Equivalence of approximation by networks of single- and multi-spike neurons
This resolves a perceived limitation in spiking neural network theory, showing that existing approximation bounds apply broadly, which is incremental but clarifies foundational assumptions for researchers in neuromorphic computing and machine learning.
The paper tackles the problem of whether spiking neural networks require neurons that spike multiple times for effective approximation, showing that for a large class of models like leaky integrate-and-fire, single-spike networks are equivalent to multi-spike networks in approximation capabilities, requiring only linearly more neurons.

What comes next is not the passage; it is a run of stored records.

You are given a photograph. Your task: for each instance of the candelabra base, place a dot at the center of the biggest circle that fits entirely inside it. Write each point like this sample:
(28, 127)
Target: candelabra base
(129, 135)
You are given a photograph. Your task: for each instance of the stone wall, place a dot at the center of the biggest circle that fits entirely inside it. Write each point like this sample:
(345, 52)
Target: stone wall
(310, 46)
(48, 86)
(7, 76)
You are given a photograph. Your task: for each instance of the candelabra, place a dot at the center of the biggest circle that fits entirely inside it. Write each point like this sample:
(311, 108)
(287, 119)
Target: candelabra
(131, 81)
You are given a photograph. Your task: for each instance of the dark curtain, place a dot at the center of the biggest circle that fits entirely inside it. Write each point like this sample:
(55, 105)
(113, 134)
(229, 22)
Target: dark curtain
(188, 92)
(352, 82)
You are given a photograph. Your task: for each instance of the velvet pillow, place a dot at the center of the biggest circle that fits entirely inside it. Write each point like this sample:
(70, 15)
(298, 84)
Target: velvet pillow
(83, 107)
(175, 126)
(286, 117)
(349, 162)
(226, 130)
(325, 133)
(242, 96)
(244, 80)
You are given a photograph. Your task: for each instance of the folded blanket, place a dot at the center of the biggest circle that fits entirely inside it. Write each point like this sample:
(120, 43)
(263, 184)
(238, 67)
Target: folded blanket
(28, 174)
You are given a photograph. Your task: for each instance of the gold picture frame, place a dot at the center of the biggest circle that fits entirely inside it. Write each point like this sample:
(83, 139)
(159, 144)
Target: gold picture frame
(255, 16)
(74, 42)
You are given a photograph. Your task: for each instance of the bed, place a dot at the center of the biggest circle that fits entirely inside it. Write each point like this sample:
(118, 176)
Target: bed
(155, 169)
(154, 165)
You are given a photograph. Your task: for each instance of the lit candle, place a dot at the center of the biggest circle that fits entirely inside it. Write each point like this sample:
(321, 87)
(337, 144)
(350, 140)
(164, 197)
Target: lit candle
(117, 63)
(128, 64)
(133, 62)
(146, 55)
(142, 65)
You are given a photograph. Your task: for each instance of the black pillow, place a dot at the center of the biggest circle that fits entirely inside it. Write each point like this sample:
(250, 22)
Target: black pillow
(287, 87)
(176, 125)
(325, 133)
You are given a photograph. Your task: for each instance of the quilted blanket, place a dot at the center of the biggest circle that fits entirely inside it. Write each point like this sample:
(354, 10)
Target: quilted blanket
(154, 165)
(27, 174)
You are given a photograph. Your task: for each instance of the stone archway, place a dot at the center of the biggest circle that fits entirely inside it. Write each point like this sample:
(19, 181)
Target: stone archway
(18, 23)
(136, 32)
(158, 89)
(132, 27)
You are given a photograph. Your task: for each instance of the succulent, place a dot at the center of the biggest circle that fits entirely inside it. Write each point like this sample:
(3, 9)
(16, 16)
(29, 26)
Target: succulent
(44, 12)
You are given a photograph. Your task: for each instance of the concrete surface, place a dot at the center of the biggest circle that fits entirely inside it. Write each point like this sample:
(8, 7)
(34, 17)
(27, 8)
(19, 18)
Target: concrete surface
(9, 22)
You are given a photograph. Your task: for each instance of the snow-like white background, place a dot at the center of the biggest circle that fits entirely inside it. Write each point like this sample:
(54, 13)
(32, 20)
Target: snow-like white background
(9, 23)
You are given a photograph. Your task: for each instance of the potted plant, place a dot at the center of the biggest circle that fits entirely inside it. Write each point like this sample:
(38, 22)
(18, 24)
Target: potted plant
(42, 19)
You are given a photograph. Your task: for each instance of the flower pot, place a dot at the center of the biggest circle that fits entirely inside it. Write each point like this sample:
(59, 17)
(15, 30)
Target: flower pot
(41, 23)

In a spiking neural network, is it enough for each neuron to spike at most once? In recent work, approximation bounds for spiking neural networks have been derived, quantifying how well they can fit target functions. However, these results are only valid for neurons that spike at most once, which is commonly thought to be a strong limitation. Here, we show that the opposite is true for a large class of spiking neuron models, including the commonly used leaky integrate-and-fire model with subtractive reset: for every approximation bound that is valid for a set of multi-spike neural networks, there is an equivalent set of single-spike neural networks with only linearly more neurons (in the maximum number of spikes) for which the bound holds. The same is true for the reverse direction too, showing that regarding their approximation capabilities in general machine learning tasks, single-spike and multi-spike neural networks are equivalent. Consequently, many approximation results in the literature for single-spike neural networks also hold for the multi-spike case.